Reputation: 943
I have to compare addresses from two tables and get the Id if the address matches. Each table has three columns Houseno, street, state The address are not in standard format in either of the tables. There are approx. 50,000 rows, I need to scan through
At some places its Ave. Avenue Ave . Str Street, ST. Lane Ln. Place PL Cir CIRCLE. Any combination with a dot or comma or spaces ,hypen. I was thinking of combining all three What can be best way to do it in SQL or PLSQL for example
table1
HNO STR State
----- ----- -----
12 6th Ave NY
10 3rd Aven SD
12-11 Fouth St NJ
11 sixth Lane NY
A23 Main Parkway NY
A-21 124 th Str. VA
table2
id HNO STR state
-- ----- ----- -----
1 12 6 Ave. NY
13 10 3 Avenue SD
15 1121 Fouth Street NJ
33 23 9th Lane NY
24 X23 Main Cir.
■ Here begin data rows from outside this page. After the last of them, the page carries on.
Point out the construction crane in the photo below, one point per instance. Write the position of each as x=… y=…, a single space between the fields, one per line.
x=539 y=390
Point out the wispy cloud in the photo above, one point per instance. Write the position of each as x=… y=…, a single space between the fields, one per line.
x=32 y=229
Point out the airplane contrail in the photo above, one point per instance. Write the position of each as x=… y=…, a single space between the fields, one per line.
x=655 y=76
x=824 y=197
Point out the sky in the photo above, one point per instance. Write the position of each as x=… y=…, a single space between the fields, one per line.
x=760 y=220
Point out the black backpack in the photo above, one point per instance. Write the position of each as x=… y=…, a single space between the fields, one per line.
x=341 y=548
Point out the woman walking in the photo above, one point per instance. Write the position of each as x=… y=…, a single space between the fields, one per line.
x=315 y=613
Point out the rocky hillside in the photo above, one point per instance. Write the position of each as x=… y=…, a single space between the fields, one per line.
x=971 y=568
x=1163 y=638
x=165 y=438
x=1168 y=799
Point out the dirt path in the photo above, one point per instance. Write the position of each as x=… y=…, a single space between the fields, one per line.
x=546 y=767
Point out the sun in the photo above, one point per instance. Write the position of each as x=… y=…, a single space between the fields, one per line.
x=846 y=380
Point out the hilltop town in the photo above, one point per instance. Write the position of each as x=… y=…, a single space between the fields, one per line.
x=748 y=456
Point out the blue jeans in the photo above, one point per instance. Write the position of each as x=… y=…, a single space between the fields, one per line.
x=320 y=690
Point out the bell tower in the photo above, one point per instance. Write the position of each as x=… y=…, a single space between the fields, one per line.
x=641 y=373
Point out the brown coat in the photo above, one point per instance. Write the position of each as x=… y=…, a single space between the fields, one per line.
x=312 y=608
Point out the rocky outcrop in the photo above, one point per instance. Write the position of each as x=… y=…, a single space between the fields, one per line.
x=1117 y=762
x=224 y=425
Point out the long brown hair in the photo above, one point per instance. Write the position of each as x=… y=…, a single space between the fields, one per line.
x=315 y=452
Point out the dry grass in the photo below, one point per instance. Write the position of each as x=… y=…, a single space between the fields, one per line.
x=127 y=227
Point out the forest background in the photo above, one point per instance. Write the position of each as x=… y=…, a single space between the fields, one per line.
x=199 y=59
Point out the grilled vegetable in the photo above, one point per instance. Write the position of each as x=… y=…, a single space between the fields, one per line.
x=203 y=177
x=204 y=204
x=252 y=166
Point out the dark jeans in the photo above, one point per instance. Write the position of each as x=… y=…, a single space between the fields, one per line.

NY
34 A1 124th Street VA
Upvotes: 5
Views: 4142
Reputation: 791
The way we did this for one of our applications was to use a third party adddress normalization API(eg:Pitney Bowes),normalize each address(Address is a combination of Street Address,City ,State and Zip) and create a T-sql hash for that address.For the adress to compare do the same thing and compare the two hashes and if they match,we have a match
Upvotes: 1
Reputation: 13108
Oracle has a built in package UTL_Match which has an edit_distance function (based on the Levenshtein algorithm, this is a measure of how many changes you would need to make to make one string the same as another). More info about this Package / Function can be found here: http://docs.oracle.com/cd/E18283_01/appdev.112/e16760/u_match.htm
You would need to make some decisions around whether to compare each column or concatenate and then compare and what a reasonable threshold is. For example, you may want to do a manual check on any with an edit distance of less than 8 on the concatenated values.
Let me know if you want any help with the syntax, the edit_distance function just takes 2 varchar2 args (the strings you want to compare) and returns a number.
This is not a perfect solution in that if you set the threshold high you will have a lot of manual checking to do to discard some, and if you set it too low you will miss some matches, but it may be about the best if you want a relatively simple solution.
Upvotes: 1
Reputation: 1
you can make a cursor where you do first a group by where house number and city =.
in a loop you can separate a row with instr e substr considering chr(32).
After that you can try to consider to make a confront with substring where you have a number 6 = 6th , other case street = str.
good luck!
Upvotes: 0
Reputation: 328760
There is no simple way to achieve what you want. There is a expensive software (google for "address standardization software") that can do this but rarely 100% automatic.
What this type of software does is to take the data, use complex heuristics to try to figure out the "official" address and then return that (sometimes with the confidence that the result is correct, sometimes a list of results sorted by confidence).
For a small percentage of the data, the software will simply not work and you'll have to fix that yourself.
Upvotes: 1